From the National Geographic Explorer at Sea
Dec 17, 2010 - National Geographic Explorer
Pulling away. In every sense that is what we had to do today as we spent the 17th day of December steaming further and further north. Further and further from a land that has given us six of its best days and a lifetime of memories. With the last white hillocks of the peninsula to our stern by the day’s official start at 12am we have been surrounded ever since by gentle seas. Even now, on our return, when everyone thought our weather luck would surely run out we are escorted homeward by a soothing swell and abundant seabirds. Dozens of Light Mantled Sooty and Black Browed albatross streamed in behind our ship throughout the day, joining the steady march north only to break off for minutes to hours before being replaced by another group/ individual a few minutes of latitude lower. The Light mantled sooty, even away from land where they breed, could be seen playing out their telltale flight pattern along the way. This involves two individuals flying in perfect unison, only for a few moments in most cases, but with a symmetry and grace that can be compared to figure skating or synchronized swimming.
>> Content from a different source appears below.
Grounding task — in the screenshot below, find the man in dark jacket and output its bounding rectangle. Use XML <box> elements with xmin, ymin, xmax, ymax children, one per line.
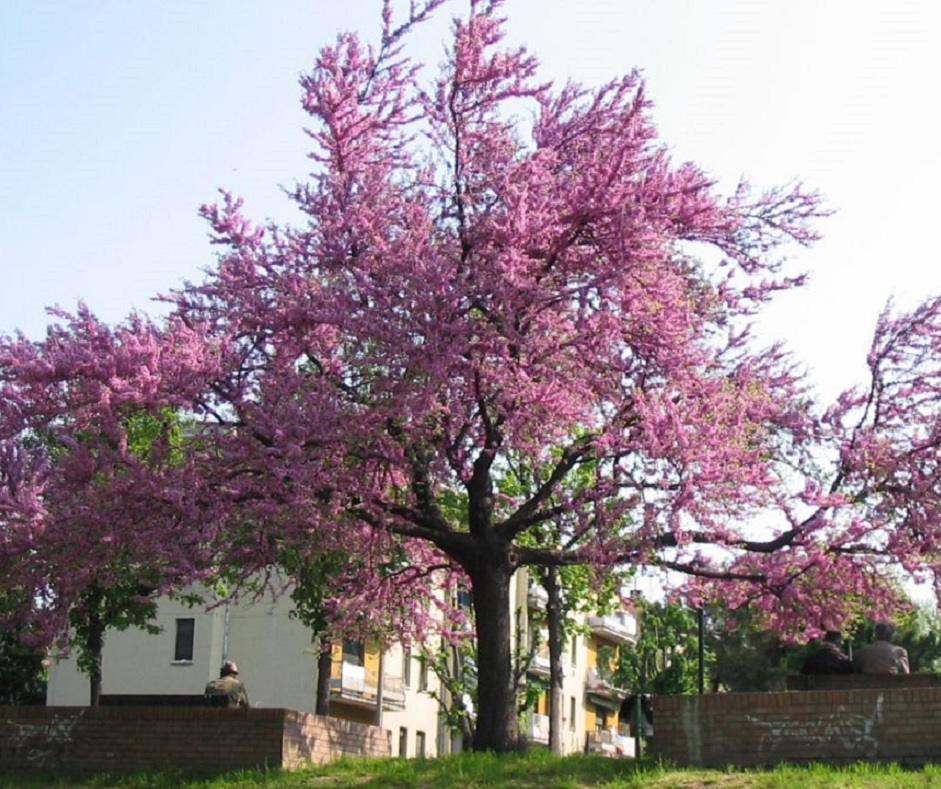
<box><xmin>204</xmin><ymin>660</ymin><xmax>250</xmax><ymax>707</ymax></box>
<box><xmin>800</xmin><ymin>631</ymin><xmax>853</xmax><ymax>675</ymax></box>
As the case may be they are looking for well suited lovers. That is what they are trying to establish in these flying displays- “can you handle these moves because if not you have no chance with me!”
Cape Petrels also accompanied our journey home and offered countless opportunities to explore the creative possibilities of our cameras. With their predictable and frequent flight paths along the ships aft quarter all one had to do was stand in a given spot and on the aft deck and let them skim by at eye level. By playing with shutter speed anyone can, in one instant, freeze and preserve these animals for their detail or, in the next, highlight the fact that they are in near perpetual motion, accentuating this by adding some creative blur.
With the day drifting to a close we entered even calmer seas and a near full moon. If our luck can hold out for just one more day this will be without question the finest stretch of weather this season. Just one more challenge awaits us tomorrow…the infamous Cape Horn.